Porque, más allá de su título, The End of Time no se detiene en una melancolía desalentadora, paralizante; por el contrario, pareciera encontrar en el avance de la Naturaleza un nuevo sentido para estas máquinas y edificios devastados. Esta es también la percepción de los habitantes de las ruinas urbanas de Detroit, que reclamaron estos lugares abandonados para sembrar huertas y jardines. Cuando el realizador les pregunta, estas personas hablan de su forma de entender el tiempo como cíclico, de su intención de detener el frenético devenir de la ciudad allá afuera, tras los muros de su jardín. En la historia del paisaje, la naturaleza ajardinada es el reverso opuesto de la potencia sublime de naturaleza salvaje, desatada: pero, aún así, pareciera decirnos Mettler, el tierno helecho crece tras la erupción del volcán.
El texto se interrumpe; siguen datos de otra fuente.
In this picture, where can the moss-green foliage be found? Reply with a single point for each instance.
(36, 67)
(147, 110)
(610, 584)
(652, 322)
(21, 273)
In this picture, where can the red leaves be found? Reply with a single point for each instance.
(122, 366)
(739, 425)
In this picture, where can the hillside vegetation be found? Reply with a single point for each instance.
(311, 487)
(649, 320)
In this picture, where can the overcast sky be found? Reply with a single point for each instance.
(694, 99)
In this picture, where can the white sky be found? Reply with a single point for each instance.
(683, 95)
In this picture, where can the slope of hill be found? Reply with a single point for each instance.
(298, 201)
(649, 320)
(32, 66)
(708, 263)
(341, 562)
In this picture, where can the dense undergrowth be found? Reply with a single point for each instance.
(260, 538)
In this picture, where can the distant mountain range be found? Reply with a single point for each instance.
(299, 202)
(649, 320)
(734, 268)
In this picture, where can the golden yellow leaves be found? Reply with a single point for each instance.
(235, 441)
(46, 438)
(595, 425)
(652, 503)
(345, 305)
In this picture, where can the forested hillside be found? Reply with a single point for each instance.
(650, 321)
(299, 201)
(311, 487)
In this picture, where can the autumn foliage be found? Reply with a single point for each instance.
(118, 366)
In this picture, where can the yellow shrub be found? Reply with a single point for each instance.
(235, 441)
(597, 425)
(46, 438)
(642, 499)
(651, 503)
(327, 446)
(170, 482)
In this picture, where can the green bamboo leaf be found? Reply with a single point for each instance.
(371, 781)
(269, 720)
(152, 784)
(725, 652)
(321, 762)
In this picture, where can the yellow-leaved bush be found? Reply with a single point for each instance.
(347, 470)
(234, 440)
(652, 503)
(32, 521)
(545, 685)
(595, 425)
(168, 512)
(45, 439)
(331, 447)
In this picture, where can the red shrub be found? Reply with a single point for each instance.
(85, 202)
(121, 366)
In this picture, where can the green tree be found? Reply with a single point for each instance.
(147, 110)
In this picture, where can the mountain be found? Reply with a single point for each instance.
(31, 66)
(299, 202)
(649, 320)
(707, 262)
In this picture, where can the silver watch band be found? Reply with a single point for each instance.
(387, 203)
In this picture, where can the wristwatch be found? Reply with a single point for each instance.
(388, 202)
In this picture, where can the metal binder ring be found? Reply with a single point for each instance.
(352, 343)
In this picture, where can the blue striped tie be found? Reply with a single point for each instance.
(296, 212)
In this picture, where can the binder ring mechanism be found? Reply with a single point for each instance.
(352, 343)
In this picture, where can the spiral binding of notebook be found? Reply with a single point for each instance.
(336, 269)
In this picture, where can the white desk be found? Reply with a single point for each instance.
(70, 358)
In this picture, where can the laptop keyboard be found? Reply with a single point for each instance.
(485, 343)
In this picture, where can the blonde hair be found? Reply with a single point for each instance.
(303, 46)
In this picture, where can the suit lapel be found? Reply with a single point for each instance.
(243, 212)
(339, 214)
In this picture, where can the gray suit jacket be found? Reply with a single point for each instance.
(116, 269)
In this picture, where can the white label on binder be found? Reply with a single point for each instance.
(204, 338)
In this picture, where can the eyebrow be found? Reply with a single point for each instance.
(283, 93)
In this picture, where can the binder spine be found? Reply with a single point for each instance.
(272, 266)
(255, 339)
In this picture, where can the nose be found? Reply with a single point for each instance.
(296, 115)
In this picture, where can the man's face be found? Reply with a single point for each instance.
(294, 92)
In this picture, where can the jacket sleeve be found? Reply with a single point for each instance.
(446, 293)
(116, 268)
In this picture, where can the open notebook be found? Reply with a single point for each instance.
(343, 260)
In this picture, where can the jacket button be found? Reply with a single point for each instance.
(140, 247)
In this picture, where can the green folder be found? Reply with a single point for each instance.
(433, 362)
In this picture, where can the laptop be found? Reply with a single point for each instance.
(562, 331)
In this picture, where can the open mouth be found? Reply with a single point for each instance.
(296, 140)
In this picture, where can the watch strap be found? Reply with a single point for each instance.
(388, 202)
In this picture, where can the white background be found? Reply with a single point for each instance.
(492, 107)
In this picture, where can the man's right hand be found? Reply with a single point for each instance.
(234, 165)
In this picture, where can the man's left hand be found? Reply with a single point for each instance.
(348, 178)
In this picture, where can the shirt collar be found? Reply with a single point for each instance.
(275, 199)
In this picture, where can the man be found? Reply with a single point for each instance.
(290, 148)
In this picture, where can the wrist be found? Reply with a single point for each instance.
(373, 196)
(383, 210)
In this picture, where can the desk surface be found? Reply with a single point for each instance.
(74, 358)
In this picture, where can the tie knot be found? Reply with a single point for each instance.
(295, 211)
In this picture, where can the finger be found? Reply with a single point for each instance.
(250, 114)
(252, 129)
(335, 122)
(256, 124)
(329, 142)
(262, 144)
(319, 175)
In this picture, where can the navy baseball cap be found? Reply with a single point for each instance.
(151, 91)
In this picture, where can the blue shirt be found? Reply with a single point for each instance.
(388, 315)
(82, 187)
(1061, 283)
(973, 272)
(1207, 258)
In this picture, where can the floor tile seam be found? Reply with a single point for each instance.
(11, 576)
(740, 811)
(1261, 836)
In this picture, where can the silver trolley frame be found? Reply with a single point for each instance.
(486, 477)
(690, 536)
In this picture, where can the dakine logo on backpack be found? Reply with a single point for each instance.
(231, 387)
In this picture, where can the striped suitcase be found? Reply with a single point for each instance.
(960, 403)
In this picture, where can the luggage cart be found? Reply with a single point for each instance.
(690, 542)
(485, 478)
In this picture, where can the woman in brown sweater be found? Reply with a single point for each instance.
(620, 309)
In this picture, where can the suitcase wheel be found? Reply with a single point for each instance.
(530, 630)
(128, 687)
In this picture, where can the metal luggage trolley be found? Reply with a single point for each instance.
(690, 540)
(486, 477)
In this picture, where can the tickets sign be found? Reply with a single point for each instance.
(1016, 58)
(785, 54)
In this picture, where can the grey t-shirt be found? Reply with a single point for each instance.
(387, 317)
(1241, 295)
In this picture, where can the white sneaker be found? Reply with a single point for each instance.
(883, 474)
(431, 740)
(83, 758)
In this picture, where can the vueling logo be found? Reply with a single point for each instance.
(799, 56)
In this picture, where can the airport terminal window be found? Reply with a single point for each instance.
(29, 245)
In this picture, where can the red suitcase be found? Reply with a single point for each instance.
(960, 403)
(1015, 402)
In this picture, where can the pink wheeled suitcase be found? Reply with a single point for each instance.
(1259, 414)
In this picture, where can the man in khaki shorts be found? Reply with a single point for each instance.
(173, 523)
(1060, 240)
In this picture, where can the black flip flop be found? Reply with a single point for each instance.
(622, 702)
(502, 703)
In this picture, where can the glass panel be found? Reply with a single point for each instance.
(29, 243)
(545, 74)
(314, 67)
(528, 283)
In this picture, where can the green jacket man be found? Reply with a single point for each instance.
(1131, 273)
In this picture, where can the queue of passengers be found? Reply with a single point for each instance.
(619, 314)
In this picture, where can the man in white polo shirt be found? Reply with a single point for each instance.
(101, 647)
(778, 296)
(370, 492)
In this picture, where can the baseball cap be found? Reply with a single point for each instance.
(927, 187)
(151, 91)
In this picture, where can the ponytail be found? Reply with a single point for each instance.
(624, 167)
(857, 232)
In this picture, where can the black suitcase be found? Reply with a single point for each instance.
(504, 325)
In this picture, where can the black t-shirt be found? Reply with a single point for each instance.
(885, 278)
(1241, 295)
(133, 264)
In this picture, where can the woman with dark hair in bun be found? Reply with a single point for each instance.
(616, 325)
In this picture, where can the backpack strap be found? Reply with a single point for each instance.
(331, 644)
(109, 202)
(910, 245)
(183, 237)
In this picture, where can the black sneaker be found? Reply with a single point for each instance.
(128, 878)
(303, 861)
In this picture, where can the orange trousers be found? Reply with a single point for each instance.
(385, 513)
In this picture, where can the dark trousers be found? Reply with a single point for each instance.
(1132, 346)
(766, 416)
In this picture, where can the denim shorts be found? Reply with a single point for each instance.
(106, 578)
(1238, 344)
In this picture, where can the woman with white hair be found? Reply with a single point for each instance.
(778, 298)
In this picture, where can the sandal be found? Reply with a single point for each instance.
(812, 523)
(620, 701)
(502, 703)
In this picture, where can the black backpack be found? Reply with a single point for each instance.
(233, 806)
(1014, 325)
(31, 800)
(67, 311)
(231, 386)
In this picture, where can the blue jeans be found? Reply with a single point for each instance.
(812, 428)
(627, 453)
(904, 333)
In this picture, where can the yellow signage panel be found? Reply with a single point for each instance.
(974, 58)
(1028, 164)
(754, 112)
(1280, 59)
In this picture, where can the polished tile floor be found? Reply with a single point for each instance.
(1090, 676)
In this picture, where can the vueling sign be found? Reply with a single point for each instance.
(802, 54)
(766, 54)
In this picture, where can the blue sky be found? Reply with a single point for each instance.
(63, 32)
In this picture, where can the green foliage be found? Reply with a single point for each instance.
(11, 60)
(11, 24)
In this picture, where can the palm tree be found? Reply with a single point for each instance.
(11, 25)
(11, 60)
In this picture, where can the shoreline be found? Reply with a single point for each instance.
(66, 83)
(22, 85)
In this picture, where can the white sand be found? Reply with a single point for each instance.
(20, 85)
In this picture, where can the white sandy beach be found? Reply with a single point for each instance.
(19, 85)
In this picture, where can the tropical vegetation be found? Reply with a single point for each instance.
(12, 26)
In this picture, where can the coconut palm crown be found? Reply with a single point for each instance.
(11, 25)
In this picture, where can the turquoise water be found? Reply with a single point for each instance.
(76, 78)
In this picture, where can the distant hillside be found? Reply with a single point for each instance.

The End of Time comienza con las imágenes de archivo que muestran a Joe Kittinger cayendo del cielo, tras su ascenso hasta los 102.800 pies de altitud, en 1960. En estas imágenes, se nos aparece el globo de helio elevándose como una aguja de plata, para luego contemplar con cierto pavor cómo la silueta apenas humana de Kittinger se precipita en caída libre hacia un mar de nubes. Hacia el final del filme, Mettler explica que, al no tener puntos de referencia, el piloto describió la sensación de caer a la velocidad del sonido como si el tiempo se hubiera detenido. Eso es lo que buscan, a su modo, las distintas personas que conocemos a lo largo del film: parar el tiempo, salir del tiempo. Experimentarlo de un modo más significativo, darle un sentido, hacer una pausa en la narración: un paréntesis.

¿Y qué es, después de todo, una película como ésta? Sino este paréntesis que busca darle un sentido distinto, una pausa en el frenético devenir de nuestra época, a dos horas de nuestro tiempo.

NOTAS

(1) https://www.petermettler.com/the-end-of-time (La traducción es propia).

(2) Todas las traducciones de los diálogos de la película son propias.